The book's methodological innovation is its refusal of the usual academic division between security studies and commercial geography. Cowen demonstrates, through detailed fieldwork in ports, border zones, and military supply networks, that the supposedly separate logics of commercial efficiency and military security have become structurally intertwined. Post-9/11 port security regimes developed commercial efficiency techniques. Just-in-time supply chain doctrine drew on military logistical theory. The result is a hybrid governance form — what Cowen calls the "seamless" logistics space — that operates across the boundary between economy and security and is accountable to neither.
The book's structure moves from genealogy (how logistics emerged from 19th-century military science) through empirical case studies (the Straits of Malacca, the U.S.-Canada border, Walmart's distribution architecture) to theoretical synthesis. The final chapters develop the concept of logistical violence and lay the groundwork for what would become the Infrastructure Otherwise project.
Its application to AI was not part of the original book but has become, in Cowen's recent lectures and in this volume, the framework's most consequential extension. The cognitive pipeline reproduces the structural features Cowen identified: optimization for throughput, invisibility of supply chain labor, lateral redistribution of externalized costs, the discourse of technical neutrality that insulates the system from political accountability.

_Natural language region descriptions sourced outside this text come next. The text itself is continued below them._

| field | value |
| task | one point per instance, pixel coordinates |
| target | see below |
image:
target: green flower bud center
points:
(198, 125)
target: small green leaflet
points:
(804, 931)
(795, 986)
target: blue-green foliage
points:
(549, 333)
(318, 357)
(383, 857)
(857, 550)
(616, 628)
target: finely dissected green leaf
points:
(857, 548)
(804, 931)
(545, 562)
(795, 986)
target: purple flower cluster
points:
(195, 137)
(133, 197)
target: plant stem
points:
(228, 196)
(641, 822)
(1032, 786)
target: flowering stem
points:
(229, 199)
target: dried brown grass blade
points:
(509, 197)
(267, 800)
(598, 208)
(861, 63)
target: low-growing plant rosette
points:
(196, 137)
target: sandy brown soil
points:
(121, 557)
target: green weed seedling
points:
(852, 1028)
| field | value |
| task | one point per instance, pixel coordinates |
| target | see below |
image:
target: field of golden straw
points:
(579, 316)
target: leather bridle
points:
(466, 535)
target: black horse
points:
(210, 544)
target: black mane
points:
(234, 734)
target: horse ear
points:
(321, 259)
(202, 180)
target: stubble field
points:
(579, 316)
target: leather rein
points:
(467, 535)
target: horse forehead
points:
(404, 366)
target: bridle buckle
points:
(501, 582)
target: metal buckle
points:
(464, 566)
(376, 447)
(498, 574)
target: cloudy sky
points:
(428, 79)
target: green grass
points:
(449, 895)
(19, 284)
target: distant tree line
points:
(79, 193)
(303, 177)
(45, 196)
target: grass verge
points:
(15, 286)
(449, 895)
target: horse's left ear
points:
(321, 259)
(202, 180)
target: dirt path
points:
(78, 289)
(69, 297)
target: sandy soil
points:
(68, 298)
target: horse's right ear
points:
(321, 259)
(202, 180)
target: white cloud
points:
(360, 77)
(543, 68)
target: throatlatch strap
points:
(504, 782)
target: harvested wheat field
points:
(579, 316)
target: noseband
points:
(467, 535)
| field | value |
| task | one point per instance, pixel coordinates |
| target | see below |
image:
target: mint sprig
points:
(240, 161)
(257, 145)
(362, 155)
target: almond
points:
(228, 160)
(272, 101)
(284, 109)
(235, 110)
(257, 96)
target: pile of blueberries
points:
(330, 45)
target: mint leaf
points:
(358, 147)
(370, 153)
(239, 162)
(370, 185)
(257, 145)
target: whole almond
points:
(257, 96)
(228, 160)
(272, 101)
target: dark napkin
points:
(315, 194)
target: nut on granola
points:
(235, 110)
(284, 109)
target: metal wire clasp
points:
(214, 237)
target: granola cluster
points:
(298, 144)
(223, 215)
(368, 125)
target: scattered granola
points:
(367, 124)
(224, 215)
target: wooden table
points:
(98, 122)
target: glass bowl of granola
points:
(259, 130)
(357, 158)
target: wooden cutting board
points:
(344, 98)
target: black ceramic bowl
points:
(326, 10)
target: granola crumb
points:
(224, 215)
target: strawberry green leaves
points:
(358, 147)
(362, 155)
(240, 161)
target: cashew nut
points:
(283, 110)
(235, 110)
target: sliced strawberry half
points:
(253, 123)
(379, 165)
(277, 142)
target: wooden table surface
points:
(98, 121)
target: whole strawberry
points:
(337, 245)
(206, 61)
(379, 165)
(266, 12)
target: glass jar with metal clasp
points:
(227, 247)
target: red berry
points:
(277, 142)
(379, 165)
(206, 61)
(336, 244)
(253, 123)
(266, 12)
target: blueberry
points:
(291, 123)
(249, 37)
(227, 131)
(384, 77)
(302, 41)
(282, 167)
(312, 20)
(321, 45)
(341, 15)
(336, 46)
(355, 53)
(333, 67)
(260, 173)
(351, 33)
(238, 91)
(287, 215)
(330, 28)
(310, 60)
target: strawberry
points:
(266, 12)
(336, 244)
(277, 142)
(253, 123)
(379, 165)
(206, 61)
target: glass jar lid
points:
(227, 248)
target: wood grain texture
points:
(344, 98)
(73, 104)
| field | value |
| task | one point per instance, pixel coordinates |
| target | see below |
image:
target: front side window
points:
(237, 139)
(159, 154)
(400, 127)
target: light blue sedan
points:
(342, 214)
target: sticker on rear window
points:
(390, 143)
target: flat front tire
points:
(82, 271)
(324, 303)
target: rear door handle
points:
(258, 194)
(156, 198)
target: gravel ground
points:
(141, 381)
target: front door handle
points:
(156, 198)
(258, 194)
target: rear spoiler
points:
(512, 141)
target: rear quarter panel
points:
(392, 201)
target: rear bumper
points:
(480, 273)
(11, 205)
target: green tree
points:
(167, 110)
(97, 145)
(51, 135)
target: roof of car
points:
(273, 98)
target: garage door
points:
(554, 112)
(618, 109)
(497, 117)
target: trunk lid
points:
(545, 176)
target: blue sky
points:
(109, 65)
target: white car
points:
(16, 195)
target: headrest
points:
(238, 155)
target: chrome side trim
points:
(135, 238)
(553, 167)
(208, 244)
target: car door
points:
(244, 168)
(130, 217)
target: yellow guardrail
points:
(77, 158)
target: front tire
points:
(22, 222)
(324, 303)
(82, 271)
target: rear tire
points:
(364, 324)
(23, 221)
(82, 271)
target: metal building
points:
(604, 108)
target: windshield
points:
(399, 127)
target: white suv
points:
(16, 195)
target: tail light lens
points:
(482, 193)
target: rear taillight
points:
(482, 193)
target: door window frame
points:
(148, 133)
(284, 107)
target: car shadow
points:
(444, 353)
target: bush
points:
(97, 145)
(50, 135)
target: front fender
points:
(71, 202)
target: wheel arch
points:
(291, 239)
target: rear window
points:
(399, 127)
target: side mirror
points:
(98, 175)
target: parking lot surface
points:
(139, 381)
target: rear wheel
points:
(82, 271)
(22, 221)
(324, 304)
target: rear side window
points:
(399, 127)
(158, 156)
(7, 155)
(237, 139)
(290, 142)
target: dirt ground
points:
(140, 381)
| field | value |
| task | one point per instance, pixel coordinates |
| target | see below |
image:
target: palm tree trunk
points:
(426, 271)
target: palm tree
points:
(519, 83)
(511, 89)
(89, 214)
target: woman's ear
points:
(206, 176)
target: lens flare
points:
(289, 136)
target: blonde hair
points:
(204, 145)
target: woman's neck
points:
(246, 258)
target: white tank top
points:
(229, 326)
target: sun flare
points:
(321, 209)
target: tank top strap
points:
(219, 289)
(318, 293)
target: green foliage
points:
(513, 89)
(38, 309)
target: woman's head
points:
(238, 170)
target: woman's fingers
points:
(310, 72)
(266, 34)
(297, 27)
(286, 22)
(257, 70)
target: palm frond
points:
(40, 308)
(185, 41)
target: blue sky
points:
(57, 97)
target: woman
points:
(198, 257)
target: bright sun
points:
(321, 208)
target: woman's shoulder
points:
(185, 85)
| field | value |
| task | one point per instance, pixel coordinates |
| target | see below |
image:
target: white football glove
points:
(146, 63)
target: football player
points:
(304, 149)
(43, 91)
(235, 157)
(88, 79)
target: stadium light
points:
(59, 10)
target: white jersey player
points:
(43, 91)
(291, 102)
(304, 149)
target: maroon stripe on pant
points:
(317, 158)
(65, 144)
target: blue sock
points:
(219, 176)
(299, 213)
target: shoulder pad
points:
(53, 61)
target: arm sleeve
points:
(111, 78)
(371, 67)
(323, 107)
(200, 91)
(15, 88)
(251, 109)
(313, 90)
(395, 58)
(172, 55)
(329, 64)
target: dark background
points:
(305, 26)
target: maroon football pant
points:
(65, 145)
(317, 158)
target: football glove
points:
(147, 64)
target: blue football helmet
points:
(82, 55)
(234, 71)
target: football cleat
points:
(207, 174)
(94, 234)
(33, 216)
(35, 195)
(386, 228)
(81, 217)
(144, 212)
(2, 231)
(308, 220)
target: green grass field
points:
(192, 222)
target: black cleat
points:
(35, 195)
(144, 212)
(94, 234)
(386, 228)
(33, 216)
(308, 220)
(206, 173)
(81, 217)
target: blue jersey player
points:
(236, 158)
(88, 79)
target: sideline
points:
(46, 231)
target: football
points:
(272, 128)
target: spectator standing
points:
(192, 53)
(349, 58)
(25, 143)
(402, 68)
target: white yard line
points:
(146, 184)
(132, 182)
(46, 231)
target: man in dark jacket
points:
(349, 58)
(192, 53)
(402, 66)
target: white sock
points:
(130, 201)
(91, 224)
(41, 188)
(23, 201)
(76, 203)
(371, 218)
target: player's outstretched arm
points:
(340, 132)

The book has been influential beyond academic geography, cited in reports by the UN Special Rapporteur on contemporary forms of slavery, in labor organizing within global supply chains, and in the indigenous sovereignty movements investigating how infrastructure colonizes territory.
Cowen's research began in 2006 with fieldwork on Canadian port security and expanded through the late 2000s into a global comparative study. The book was written during her years at the University of Toronto, where she has been associate professor of geography since 2010.
Logistics is governance. It determines access, mobility, and accountability at planetary scale — not as a byproduct of moving goods but as its primary political effect.
The technical framing is ideological. Presenting logistics as neutral calculation is itself a political move — it insulates logistical decisions from democratic deliberation.
Violence is systemic. It is produced by design choices, distributed across populations with differential capacity to resist, and invisible in the metrics the system tracks.
Counter-logistics is possible. The same infrastructure that produces violence can be contested by the people it harms — as Rana Plaza, port community coalitions, and global labor movements have demonstrated.
The book has been critiqued from within economics for insufficient attention to welfare gains from logistical efficiency, and from within Marxist geography for insufficient attention to the specifically capitalist character of the logistical regime. Cowen has responded to both by developing the framework further, extending it in Infrastructure Otherwise to questions of indigenous sovereignty and care.